# Math Help - Radius of convergence

Find the radius of convergence of the power series $\sum a_nx^n$ for the following choices of $(a_n; n \geq 0).$

$a_n=a^{n^2}$ for some constant $a \in (0, \infty).$
So far I have this:

$\sum a^{n^2}x^n=1+a^4x^2+a^9x^3+......$

but $|a^{n^2}| \leq |a^n|$

Therefore: $|\sum a^{n^2}x^n|=|1+a^4x^2+a^9x^3+... |\leq | \sum a^{n}x^n|=|1+(ax)^2+(ax)^3+...|$

This will only converge if $a<1$. Hence the radius of convergence of $| \sum a^{n}x^n|=|1+(ax)^2+(ax)^3+...|$ is 1 (ie. $R=1$).
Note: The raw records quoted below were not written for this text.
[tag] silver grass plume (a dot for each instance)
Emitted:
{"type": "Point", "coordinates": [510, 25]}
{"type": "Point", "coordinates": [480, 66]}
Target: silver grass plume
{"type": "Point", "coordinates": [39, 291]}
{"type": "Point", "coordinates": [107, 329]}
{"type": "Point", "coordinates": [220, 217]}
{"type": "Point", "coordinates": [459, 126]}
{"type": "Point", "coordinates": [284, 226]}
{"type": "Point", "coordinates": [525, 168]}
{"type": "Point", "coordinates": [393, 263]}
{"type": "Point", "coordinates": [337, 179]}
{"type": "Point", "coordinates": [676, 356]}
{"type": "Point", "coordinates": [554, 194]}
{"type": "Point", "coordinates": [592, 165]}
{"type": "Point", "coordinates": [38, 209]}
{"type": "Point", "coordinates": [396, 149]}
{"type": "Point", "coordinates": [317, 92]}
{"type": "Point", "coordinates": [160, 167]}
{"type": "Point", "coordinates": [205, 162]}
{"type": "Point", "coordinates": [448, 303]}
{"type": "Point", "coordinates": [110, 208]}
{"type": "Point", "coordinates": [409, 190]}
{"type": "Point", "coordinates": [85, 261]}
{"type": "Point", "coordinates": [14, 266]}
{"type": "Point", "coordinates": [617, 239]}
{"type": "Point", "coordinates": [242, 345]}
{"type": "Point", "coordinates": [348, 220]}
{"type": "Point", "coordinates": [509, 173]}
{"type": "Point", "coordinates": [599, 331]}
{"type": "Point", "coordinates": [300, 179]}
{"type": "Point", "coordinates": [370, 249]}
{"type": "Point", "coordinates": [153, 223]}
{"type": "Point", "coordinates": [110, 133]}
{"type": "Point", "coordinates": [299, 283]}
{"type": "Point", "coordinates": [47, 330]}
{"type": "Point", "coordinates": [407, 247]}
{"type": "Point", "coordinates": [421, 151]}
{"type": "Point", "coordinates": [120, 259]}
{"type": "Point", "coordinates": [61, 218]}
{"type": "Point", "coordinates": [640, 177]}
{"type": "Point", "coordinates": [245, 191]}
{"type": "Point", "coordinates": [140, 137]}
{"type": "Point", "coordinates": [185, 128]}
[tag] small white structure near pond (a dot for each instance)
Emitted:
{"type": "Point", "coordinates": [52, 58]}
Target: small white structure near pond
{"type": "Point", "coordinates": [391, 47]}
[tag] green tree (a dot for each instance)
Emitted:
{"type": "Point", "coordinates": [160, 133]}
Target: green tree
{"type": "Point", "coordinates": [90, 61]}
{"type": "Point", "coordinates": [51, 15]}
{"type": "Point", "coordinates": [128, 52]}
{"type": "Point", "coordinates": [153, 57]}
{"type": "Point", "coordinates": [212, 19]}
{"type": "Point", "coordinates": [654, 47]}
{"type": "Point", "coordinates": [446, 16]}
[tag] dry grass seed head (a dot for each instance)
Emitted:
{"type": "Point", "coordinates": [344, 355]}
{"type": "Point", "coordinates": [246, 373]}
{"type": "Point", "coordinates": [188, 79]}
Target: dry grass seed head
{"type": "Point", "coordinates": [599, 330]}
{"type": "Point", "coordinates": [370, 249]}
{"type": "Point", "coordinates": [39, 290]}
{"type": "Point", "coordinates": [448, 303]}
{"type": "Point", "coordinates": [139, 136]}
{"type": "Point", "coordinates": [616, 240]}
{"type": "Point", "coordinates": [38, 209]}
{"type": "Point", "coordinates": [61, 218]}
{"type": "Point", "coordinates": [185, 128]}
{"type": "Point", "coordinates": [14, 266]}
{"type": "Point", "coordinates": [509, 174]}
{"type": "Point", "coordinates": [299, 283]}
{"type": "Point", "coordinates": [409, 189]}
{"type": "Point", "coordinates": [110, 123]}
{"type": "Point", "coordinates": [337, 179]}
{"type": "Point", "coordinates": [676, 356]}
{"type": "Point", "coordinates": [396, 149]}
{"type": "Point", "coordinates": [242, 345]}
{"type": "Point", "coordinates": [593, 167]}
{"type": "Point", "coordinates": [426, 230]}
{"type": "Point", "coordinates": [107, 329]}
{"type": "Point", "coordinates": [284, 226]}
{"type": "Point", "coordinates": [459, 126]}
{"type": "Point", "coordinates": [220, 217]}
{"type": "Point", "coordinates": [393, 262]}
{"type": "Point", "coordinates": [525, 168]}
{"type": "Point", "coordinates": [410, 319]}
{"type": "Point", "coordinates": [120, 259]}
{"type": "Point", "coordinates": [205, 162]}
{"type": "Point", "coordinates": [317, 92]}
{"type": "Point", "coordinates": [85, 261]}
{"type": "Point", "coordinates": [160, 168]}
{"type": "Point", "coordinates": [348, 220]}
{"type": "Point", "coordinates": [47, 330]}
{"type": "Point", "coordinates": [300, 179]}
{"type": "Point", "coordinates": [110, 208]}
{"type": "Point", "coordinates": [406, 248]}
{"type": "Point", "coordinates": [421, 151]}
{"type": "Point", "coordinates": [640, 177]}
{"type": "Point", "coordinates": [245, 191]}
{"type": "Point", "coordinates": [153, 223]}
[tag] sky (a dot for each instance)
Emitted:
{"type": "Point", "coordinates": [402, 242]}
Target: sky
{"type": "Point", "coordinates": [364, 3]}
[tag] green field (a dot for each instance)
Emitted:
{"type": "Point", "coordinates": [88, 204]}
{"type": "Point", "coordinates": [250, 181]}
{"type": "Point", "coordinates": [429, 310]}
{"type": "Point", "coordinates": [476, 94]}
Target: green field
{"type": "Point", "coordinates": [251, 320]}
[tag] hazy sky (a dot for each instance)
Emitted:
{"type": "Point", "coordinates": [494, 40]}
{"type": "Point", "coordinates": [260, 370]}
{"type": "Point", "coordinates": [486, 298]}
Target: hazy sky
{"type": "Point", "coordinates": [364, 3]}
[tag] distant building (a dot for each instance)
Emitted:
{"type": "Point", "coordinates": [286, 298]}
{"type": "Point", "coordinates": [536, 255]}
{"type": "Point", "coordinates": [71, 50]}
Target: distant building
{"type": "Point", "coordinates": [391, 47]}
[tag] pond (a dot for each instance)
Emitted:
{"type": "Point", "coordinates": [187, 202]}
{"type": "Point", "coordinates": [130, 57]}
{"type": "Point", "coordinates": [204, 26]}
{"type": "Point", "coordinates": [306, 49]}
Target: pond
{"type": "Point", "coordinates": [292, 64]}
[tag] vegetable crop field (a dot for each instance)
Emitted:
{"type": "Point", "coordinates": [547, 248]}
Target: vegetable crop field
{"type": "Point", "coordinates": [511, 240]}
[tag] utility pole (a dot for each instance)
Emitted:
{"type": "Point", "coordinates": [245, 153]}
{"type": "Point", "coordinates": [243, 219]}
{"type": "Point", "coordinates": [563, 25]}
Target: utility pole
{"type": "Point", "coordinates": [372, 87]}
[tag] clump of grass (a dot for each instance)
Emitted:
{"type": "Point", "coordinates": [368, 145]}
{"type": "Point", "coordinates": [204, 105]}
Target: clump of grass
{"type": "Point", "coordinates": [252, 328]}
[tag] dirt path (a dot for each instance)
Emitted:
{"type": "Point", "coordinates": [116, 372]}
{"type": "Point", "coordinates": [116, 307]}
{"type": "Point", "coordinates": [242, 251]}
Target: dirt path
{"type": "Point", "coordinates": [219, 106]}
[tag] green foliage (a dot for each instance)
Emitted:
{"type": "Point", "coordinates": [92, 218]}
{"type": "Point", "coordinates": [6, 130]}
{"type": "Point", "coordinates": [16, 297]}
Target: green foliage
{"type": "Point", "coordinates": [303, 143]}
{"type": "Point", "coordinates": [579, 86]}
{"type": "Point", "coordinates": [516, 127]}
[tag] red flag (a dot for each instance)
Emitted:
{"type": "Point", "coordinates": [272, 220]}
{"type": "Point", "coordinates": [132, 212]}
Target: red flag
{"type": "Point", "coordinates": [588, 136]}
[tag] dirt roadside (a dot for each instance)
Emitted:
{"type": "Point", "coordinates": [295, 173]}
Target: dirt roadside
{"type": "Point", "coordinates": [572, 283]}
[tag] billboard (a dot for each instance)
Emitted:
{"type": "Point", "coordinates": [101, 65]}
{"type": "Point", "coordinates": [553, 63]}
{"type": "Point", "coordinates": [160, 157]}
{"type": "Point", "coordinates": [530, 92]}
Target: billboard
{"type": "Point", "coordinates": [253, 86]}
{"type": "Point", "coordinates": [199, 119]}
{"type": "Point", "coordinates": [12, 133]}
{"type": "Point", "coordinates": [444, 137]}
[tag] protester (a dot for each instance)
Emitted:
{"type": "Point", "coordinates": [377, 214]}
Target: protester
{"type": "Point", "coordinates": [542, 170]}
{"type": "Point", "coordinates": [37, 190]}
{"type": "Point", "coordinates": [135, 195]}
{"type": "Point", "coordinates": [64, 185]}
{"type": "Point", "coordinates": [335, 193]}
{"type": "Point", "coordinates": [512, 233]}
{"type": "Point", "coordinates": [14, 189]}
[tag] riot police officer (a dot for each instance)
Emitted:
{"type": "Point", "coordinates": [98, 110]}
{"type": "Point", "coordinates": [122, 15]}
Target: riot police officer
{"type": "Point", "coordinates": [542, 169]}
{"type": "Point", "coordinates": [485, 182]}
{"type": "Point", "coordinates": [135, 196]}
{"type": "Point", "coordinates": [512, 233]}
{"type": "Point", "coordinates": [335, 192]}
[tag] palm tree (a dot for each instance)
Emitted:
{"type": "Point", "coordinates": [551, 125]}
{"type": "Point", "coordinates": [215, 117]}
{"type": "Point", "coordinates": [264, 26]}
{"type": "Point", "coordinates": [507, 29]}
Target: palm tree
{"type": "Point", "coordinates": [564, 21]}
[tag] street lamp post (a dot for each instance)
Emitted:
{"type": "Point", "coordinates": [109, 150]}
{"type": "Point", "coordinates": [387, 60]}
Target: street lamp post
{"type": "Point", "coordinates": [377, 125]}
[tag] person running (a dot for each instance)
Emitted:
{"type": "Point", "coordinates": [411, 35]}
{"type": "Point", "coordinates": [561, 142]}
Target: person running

So I have an upper bound, but I can't find a lower bound. Since x can be negative (i'm assuming from the question that $x \in \mathbb{R}$) I can't just make the original power series greater than 1!

Any help would be great!

2. Hello,
Originally Posted by Showcase_22
but $|a^{n^2}| \leq |a^n|$
This is only true if a>1 !

Then this inequality
Therefore: $|\sum a^{n^2}x^n|=|1+a^4x^2+a^9x^3+... |\leq | \sum a^{n}x^n|=|1+(ax)^2+(ax)^3+...|$
is false
I don't know for the rest

3. ah, okay then.

$a^{n^2}<1$ for the power series to converge.

Hence:

$n^2 ln(a)<0$

$ln(a)<0$

hence $a<1$.

Therefore the radius of convergence is 1.

$ie. \ R=1$.

I would have to prove that the series diverges for $a \geq 1$ but I think I can do that.